I just finished my first week at the Data School and one of the first sessions we had was related to Data architecture. Our first session focused on learning about data architecture, specifically fact and dimension tables and how they relate to schemas.
Fact and Dimension Tables
A fact table holds the measurable data within a data set. These are usually transactions that contain numerical values used for analysis. The table below illustrates sales data which can be used to calculate things like the total sales.

A dimension table holds the details about the categorical fields in a data set. They help provide context to the user.
Whilst the fact table above was useful in helping us measure our total sales, the table below is useful in helping provide meaning and context to the fact table.

Schemas
A schema defines how data is organised within a relational database.
There are two different types of schemas - star and snowflake.

A star schema contains one fact table which connects to multiple dimension tables, as illustrated above.
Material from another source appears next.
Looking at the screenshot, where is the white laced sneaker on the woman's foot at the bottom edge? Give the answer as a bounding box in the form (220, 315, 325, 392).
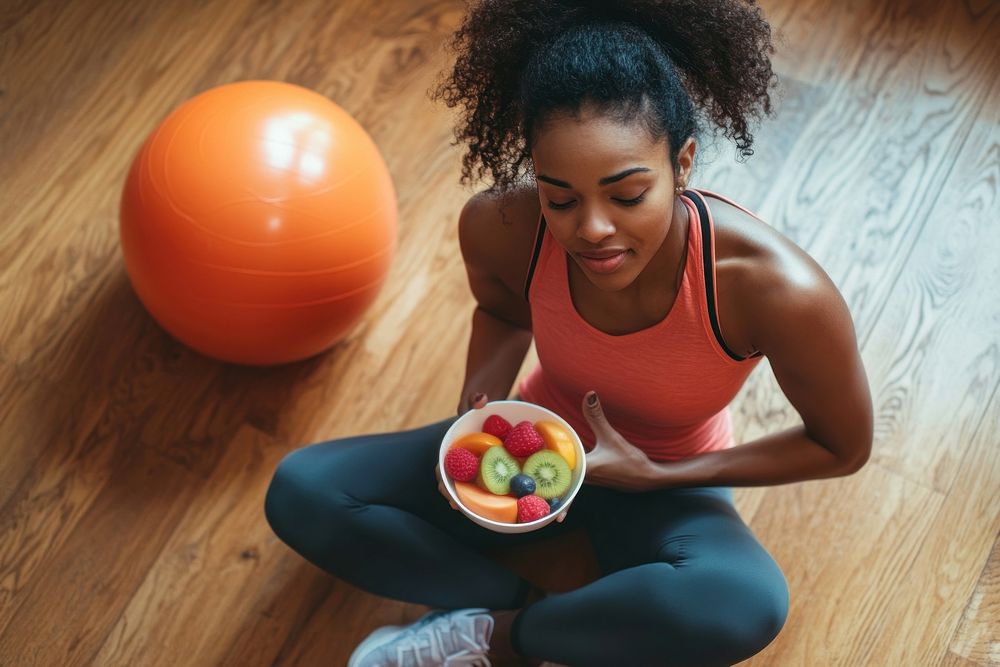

A snowflake schema also contains one fact table and multiple dimension tables. The key difference is that in a snowflake schema, dimension tables can reference other dimension tables. In the example above, we can see that the dimension table containing StoreID and CityID can be joined to another dimension table that contains information about the actual city names. This additional dimension table allows for a more granular analysis.
Schemas essentially act as a type of documentation within a database, making it easier to understand the data. Star schemas also help with reducing redundancy; rather than having information repeated over every row in a fact table, it is only stored once in the dimension table and then referenced.